Dilansir dari Laman Media Suara Demokrasi – Mafia BBM,7 Oktober 2025,
Vibrasi News.com Menyampaikan:
Refleksi Hukum Penyalahgunaan Subsidi dan Ketimpangan Keadilan
Foto: Ilustrasi Refleksi Hukum Penyalahgunaan Subsidi BBM dan Ketimpangan Keadilan, APH tutup mata.
SUMENEP, 8 Oktober 2025|Vibrasinews.com –
Sudah delapan dekade Indonesia merdeka, namun makna sejati kemerdekaan bagi rakyat kecil tampaknya masih menjadi mimpi yang jauh dari kenyataan. Dalam sistem pemerintahan Republik Indonesia yang berdasarkan rule of law (negara hukum), rakyat semestinya menjadi subjek utama yang dilindungi oleh negara. Akan tetapi, realitas sosial menunjukkan bahwa kemerdekaan dan kesejahteraan justru hanya dirasakan oleh segelintir elit politik dan pejabat pemerintah yang kerap menyalahgunakan kewenangannya.

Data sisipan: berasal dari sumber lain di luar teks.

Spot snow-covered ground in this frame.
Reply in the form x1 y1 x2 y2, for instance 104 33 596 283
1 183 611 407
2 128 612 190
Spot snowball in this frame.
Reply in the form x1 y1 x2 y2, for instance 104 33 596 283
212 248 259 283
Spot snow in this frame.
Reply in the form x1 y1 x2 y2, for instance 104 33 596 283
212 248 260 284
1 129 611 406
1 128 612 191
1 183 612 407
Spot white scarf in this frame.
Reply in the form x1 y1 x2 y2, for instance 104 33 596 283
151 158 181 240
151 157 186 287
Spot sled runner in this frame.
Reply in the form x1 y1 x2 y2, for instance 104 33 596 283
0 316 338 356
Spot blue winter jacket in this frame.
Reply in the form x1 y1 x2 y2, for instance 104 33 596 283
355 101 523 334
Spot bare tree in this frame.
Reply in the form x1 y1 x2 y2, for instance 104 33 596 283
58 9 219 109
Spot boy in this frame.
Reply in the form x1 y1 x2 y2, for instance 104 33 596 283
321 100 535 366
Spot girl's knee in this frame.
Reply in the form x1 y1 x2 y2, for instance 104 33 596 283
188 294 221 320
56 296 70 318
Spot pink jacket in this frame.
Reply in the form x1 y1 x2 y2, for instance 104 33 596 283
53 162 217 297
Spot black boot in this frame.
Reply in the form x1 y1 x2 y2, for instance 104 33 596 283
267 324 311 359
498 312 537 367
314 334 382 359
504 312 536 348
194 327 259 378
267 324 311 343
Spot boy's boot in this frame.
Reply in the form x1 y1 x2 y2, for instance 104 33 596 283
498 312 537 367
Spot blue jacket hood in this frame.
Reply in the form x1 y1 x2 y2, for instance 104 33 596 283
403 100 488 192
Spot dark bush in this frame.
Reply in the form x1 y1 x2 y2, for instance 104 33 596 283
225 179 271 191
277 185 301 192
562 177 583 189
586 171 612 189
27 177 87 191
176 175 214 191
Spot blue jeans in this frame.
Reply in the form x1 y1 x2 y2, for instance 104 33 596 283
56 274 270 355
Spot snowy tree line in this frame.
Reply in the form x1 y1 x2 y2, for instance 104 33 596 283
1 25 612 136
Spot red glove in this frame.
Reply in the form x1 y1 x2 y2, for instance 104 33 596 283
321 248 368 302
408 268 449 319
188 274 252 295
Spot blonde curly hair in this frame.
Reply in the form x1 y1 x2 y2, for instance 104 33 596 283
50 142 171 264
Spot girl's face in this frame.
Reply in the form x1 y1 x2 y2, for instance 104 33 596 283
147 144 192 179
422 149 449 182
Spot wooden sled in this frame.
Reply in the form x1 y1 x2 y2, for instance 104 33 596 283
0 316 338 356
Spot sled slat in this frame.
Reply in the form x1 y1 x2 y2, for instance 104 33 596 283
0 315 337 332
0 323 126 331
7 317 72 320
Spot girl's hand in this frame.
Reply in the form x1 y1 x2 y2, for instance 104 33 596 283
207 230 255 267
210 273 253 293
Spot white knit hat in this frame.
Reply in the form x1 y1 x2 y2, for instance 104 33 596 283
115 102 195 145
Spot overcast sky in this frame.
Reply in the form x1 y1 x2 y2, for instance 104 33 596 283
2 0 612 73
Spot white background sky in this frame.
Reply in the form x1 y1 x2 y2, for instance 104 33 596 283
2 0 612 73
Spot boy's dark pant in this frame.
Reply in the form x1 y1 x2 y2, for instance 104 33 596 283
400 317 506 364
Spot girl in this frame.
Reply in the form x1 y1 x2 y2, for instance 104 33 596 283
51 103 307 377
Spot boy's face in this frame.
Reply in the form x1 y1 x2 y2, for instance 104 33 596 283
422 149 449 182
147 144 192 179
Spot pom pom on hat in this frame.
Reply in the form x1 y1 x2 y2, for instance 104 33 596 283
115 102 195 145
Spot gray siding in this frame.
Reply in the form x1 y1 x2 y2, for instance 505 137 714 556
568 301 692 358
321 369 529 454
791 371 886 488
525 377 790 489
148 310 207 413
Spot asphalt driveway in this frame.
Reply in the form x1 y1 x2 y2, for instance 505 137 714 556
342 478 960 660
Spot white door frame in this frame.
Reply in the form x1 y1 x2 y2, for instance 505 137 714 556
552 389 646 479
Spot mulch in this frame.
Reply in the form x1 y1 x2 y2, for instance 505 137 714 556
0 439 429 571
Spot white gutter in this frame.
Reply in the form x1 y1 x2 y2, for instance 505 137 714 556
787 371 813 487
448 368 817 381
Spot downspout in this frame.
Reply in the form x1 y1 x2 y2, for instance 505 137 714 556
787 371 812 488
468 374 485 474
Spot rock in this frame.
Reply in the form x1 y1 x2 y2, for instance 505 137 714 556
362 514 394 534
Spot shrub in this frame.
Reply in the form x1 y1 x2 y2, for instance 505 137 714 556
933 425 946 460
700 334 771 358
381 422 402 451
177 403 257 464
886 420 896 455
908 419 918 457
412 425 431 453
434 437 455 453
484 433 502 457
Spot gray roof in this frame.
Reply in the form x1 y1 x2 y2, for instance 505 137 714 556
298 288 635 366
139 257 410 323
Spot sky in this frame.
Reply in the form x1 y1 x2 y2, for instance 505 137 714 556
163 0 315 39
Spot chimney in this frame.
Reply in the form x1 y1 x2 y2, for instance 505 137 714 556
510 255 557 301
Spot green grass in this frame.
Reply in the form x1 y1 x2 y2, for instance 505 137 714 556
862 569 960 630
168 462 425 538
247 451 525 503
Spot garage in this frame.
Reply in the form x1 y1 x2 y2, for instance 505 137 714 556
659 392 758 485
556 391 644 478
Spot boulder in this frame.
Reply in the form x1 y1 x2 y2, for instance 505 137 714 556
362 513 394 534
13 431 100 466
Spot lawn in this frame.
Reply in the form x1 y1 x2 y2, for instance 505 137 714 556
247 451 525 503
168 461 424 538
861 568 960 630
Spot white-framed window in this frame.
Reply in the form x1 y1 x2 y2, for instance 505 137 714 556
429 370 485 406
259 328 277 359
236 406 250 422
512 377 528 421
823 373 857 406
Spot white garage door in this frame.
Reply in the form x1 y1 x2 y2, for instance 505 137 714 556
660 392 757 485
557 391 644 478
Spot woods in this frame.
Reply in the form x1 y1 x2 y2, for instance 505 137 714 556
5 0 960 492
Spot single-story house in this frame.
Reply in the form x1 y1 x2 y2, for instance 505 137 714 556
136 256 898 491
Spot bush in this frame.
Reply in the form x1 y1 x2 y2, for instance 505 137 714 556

Rakyat yang seharusnya menjadi pemegang kedaulatan tertinggi sebagaimana ditegaskan dalam Pasal 1 Undang-Undang Dasar Negara Republik Indonesia Tahun 1945, justru masih menjadi objek eksploitasi kebijakan. Rakyat diwajibkan membayar pajak, berkontribusi terhadap pembangunan nasional, namun hak-haknya sering diabaikan oleh para penyelenggara negara yang telah mengingkari sumpah jabatan, demi untuk melindungi mafia.
Salah satu potret nyata dari pengkhianatan amanat konstitusi adalah penyalahgunaan Bahan Bakar Minyak (BBM) bersubsidi dan Bantuan Stimulan Perumahan Swadaya (BSPS), serta bansos lainnya. Program subsidi yang sejatinya untuk masyarakat miskin dan kelompok rentan agar dapat hidup layak dan menjalankan kegiatan ekonomi secara produktif. Namun fakta menunjukkan sebaliknya: terjadi praktik korupsi, nepotisme, dan penyalahgunaan kewenangan telah merusak tatanan distribusi bantuan tersebut.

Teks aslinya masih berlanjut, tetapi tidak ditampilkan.